Arıların sadece doğadaki en azimli ve çalışkan işçiler değil, aynı zamanda müthiş birer “dansçı” olduğunu biliyor muydunuz? Fakat biz insanların aksine, arıların bu sevimli hareketleri elbette sanat ve eğlence amacı taşımıyor. Peki ya öyleyse, “arı dansı”nın altında yatan gerçekler neler olabilir?

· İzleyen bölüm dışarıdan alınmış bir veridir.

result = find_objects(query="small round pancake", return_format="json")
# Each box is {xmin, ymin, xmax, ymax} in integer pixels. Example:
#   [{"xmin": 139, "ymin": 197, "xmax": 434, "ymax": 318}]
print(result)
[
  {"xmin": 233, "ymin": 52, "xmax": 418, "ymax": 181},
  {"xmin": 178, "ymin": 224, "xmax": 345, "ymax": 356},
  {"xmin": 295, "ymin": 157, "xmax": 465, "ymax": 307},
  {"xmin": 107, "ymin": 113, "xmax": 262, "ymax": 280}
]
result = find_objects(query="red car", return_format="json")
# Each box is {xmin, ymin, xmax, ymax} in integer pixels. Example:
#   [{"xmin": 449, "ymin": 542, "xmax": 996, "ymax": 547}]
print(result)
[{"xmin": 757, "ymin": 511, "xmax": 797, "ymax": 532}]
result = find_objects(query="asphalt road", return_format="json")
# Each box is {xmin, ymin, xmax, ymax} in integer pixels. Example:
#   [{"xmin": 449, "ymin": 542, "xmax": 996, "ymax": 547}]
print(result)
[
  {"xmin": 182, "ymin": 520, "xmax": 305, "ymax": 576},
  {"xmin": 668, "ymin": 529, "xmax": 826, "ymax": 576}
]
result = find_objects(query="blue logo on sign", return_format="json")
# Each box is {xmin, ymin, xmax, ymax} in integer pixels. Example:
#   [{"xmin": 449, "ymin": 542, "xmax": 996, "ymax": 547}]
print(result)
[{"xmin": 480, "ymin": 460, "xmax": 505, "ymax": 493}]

Belgesel kanallarını gezerken, şimdiye dek siz de mutlaka arı yaşamı temalı programlara denk gelmişsinizdir. Peki, bu minik canlıların bazen hayranlık uyandıracak boyutta ritmik ve estetik hareketler sergilediğine hiç rastlamış mıydınız? Evet, inanması biraz zor olsa da doğadaki en sadık dostlarımızın elinden bu da geliyor! Ve arıların bu ilginç hareketlerine, en öz tabiriyle “arı dansı” deniyor. Peki ama arılar neden dans eder? Hiç düşünmüş müydünüz? Bu önemli soru pek çok kişi tarafından hala merak edilse de cevap, Zoolog Karl Von Frisch tarafından uzun yıllar önce çoktan verildi! Üstelik Frisch, bu büyük bilinmezi aydınlattığı için 1973 yılında Nobel Fizyoloji veya Tıp Ödülü’nü de kazandı.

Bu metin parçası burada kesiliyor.